Given this shortage, a cost and time efficient method is needed to quickly assess the care needs of ophthalmic patients. Connected mobile technologies enable non-specialists at the point-of-care to collaborate with remote specialists. Mobile devices are a compelling platform given their high prevalence – there are over two billion smartphones in use worldwide – and their rapidly advancing technological capabilities. Further, mobile technology is already a primary conduit for communication across the globe.

Enter Paxos, an integrated mobile solution that amplifies ophthalmic coverage by enabling non-specialist providers to complete eye exams at the point-of-care and remotely collaborate with ophthalmologists. A non-specialist uses Paxos to capture high-resolution photos of the front of the eye and retina with a smartphone adapter, complete a visual acuity test, and enter additional patient data and history. All of this information is transmitted to the HIPAA-compliant Paxos Cloud and shared with a specialist through a push notification. The HCP and specialist can then use the Paxos app to securely discuss next steps for patient care in real-time and guarantee that high-need patients receive immediate care.
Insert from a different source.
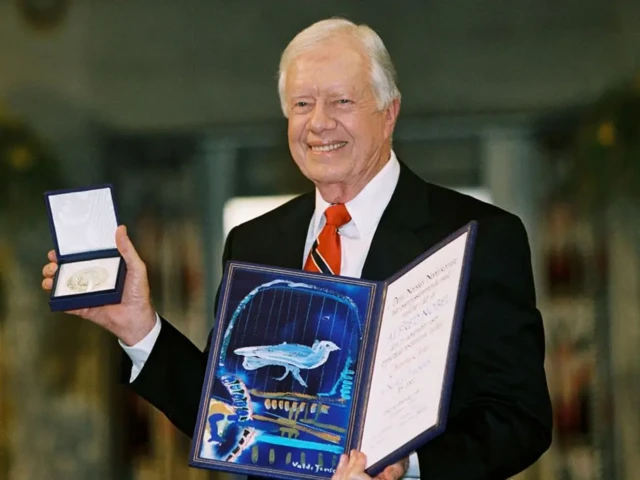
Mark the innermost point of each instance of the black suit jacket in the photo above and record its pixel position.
(500, 414)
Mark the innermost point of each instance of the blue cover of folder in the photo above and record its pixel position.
(290, 382)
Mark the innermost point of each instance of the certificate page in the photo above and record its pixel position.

In the United States, this method of triaging ophthalmic patients is particularly helpful in emergency rooms, especially for hospitals that do not have an ophthalmologist on staff. With Paxos, the ER is able to capture patient information and collaborate with ophthalmic specialists in real time. Internationally, Paxos is being used to support telemedicine programs and connect specialists with remote care providers. For example, in Nepal, ophthalmic technicians situated across the country’s rugged terrain have been armed with Paxos. These technicians capture patient information and send it to Nepal’s center of ophthalmic excellence, Tilganga, where a specialist reviews the information. Patients that require direct attention from a specialist are referred to Tilganga, while others are able to receive care remotely without traveling days for specialist attention.

The model of care that Paxos facilitates for ophthalmology can be applied to other medical disciplines where there is limited access to specialist care. Mobile technologies like Paxos can amplify a specialist’s reach and impact while reducing the cost and time patients need to invest in their own wellbeing, especially those patients in remote or rural settings.